Our comfort cares are usually terminally ill and have DNRs; we provided hydration (PO/IV), pain medication, O2 therapy, medications that pt can tolerate taking (PO/PR/IV). In other words, do what you can to make them comfortable until they pass (no CPR/defibrillation/intubation/code meds).
In our facility, we usually let the resident (if able to) or the family decide about IV fluids/meds, etc. We give them the options and let them decide. Each has there own ideas of what "comfort" means to them and we kind of go with the flow on that. No heroic measures tho - CPR, defib, etc
Sorry, just realized that this is LTC forum; I work Cardiac step-down and rarely have comfort measure pt's but I did mean to imply that we have those options available to the pt but we never force the pt to do something they don't won't too. :)
I think it is a bit different in the hospital than hospice or LTC. I work in a hospital, and it varies from patient to patient. Some we continue to care for as usual, with liberal pain medication, continue TF, IV, vitals. Some we just disconnect from everything, no vitals or anything except repositioning, oral care and pain meds.
I work in hospice but when I used to work in the hospital I used to cringe when the docs would put people on comfort measures only and then keep them on IVF. When a patient is dying, the most uncomfortable thing you can do for them is give them IVF. It generally causes the pt to drown from all of the fluid that goes into their lungs. That seems like the worst thing imaginable to me.

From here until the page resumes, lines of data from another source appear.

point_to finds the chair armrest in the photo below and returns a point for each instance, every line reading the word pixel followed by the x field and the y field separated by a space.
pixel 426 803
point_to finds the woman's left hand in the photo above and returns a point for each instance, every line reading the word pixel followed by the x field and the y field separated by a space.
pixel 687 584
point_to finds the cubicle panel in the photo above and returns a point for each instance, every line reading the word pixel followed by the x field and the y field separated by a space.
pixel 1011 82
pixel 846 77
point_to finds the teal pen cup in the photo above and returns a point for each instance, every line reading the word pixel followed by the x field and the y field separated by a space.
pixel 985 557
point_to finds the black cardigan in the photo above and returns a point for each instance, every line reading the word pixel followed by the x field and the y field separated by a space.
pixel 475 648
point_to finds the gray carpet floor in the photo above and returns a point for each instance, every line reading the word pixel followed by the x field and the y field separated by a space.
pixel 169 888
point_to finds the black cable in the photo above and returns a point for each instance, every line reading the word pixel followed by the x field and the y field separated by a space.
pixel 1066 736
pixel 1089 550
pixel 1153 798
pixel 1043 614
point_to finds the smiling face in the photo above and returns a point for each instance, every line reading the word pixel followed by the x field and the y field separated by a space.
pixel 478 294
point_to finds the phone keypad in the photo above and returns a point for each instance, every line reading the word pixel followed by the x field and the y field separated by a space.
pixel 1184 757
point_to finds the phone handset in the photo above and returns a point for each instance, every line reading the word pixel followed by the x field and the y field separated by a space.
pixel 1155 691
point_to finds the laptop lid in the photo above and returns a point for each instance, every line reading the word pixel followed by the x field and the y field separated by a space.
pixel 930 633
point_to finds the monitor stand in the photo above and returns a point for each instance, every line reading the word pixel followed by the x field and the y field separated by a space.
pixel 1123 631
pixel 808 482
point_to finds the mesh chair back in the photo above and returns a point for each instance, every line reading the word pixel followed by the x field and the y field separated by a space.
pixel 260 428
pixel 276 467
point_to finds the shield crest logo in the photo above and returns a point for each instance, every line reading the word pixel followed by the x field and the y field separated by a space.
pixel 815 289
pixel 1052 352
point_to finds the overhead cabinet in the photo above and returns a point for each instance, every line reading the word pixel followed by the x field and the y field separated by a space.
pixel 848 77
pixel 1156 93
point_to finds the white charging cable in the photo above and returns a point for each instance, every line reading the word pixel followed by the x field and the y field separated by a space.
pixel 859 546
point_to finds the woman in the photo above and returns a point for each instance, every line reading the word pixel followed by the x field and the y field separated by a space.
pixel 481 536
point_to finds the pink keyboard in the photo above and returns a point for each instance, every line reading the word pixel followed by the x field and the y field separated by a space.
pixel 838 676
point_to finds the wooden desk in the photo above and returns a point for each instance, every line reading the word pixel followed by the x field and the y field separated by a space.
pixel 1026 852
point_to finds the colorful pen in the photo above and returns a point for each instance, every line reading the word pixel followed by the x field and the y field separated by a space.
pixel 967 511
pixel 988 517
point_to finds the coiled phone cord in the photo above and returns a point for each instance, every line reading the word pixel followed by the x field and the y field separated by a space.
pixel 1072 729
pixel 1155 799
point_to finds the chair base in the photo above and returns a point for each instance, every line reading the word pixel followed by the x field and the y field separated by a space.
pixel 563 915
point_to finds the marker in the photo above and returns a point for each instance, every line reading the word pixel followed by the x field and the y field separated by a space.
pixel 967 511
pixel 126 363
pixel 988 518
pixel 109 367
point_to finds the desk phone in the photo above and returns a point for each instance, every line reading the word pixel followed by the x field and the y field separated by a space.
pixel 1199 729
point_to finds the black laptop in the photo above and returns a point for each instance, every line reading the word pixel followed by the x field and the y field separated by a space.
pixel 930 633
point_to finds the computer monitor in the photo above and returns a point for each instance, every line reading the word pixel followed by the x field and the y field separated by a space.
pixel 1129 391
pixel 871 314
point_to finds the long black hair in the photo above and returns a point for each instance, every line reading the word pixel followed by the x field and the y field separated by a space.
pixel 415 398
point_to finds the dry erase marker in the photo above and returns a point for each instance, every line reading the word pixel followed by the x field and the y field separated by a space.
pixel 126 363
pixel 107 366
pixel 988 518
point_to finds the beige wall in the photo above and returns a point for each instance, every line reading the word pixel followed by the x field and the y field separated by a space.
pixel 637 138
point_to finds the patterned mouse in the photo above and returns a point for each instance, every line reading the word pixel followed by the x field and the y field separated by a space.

in reading this thread, i'm a bit confused- what is the difference between comfort care and hospice?espikey
not much really. the new term being tossed around these days is end of life care. here are some links to information about it:
Ms.RN
917 Posts
hello
i'm confused
about advanced directive. what does it mean to you when the advanced directive states "comfort care only?" does it mean patient can be medically treated? does it also mean patient can have iv fluid?